Mozilla needs to return lockwise or make a new better password manager outside of firefox. If you ask me i find a password manger outside a browser safer then inside a browser because it's more secured. If someone disagree with me i like to know why. I don't know why mozilla stopped lockwise because in my eyes it was a great password manager.
Thanks for submitting an idea to the Mozilla Connect community! Your idea is now open to votes (aka kudos) and comments.
Bring back and improve upon Firefox Lockwise
Firefox Lockwise should be brought back. Keeping credentials separate from the browser is part of security best practices, and so it would be great if Lockwise could be brought back in some way. Also, given the recent changes at Twitter, lots of users are looking for 2FA authenticators, and so building this into Lockwise would also create an opportunity for Mozilla to gain a share of that market.
(Note: a similar idea has been merged into this thread)
Hey all, thanks for your ideas! Can you elaborate a bit more on what makes a separate Lockwise made by Mozilla more secure than Firefox made by Mozilla? Is it a feeling of extra safety or feeling of unsafety of a browser or specific attacks that can be prevented that way?
@ADGrimes i agree with the 2fa authenticators but not that it would be build in the password manger. Why i say it is because of a article i read about someone with the password manager bitwarden. In bitwarden you can save passwords but also 2fa in it. The danger about that is if your bitwarden account got hacked. Then the hacker haves access to your passwords but also the 2fa and you don't want that to happen.

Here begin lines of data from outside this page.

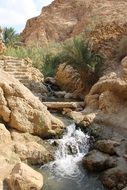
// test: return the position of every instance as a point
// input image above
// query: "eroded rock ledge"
(21, 110)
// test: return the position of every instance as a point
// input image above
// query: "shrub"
(10, 37)
(80, 55)
(35, 54)
(50, 63)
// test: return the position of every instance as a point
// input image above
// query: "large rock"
(98, 161)
(64, 19)
(5, 136)
(107, 146)
(108, 99)
(23, 111)
(115, 178)
(2, 48)
(32, 152)
(23, 177)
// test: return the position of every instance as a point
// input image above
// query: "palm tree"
(10, 36)
(80, 55)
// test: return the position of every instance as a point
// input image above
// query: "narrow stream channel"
(66, 172)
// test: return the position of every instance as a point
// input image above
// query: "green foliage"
(10, 37)
(75, 52)
(80, 55)
(122, 49)
(35, 54)
(50, 63)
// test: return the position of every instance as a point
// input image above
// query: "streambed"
(66, 172)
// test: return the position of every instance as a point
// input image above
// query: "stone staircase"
(18, 69)
(22, 70)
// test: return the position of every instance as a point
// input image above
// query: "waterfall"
(66, 172)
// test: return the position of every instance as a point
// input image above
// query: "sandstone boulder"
(115, 178)
(5, 136)
(107, 146)
(23, 111)
(32, 153)
(24, 178)
(98, 161)
(2, 48)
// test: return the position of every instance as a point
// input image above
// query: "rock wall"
(108, 99)
(64, 19)
(23, 70)
(2, 48)
(21, 110)
(69, 79)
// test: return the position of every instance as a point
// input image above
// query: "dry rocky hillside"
(102, 22)
(105, 20)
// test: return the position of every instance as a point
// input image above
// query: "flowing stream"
(66, 172)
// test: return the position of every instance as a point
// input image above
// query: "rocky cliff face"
(64, 19)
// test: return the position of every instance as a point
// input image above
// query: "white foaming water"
(71, 148)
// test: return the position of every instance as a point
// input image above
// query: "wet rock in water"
(125, 188)
(107, 146)
(98, 161)
(33, 153)
(115, 178)
(31, 150)
(60, 94)
(23, 177)
(70, 96)
(50, 80)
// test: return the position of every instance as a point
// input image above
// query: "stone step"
(62, 105)
(14, 61)
(15, 64)
(15, 69)
(25, 82)
(21, 77)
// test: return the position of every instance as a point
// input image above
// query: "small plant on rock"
(80, 55)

Hello @Serg , The reason is that it is more secure. let's say you are logged in with your firefox account on your firefox browser. You have saved your crunchyroll account email and password into you firefox browser. The hacker or thief only needs to click on fill email and password. He haves then access in your crunchyroll account. But if you use a password manager like bitwarden then the hacker or thief first needs access to your master password of your bitwarden account to get the email and password of your crunchyroll account. Yes you can say always use 2fa on every account but not every person use that or not every service/website gives the option for 2fa. Look it can be just me but my feelings say that it is safer to use password managers then have it saved into your browser. If you think that there is no difference can you explain then why or if i missed something important in my example.
@SergThanks for your message. I'm afraid I'm not skilled enough technically to know about specific attacks that this may resolve. However, everything I read online from every source tells me that it is best to use a separate application for credentials.
Being in a separate dedicated application like Lockwise would I assume mean that credentials would not be at risk of browser vulnerabilities and attacks.
@JeppieI hear you, looks like you want this Optionally protect filling of saved logins with OS authentication (including biometrics) to be implemented sooner. There is also Use a Primary Password to protect stored logins and passwords (although I'm not thrilled about it). Will that help?
There is nothing wrong with separate password managers, they exists and they do their job well. But if we can remove the connection between password manager and browser, we remove extra attack surface.
@ADGrimes I can agree with the part that it's best to use any credential management than to reuse passwords or rely on strong memory and randomness of our brains. Standalone or integrated... it depends. There is no right or wrong answer here.
If the browser is compromised, then no matter how good credential management is, user will fill data from secure box into compromised box. Attackers are patient, they don't popup "Hey, I've stolen your data" alerts and attacks can run for years unnoticed.
If the device is compromised, then it does not matter how good the app is. This is why the most healthy thing you can do is to make sure your OS is up to date, that your biometrics are on when present, that you lock device before leaving it unattended.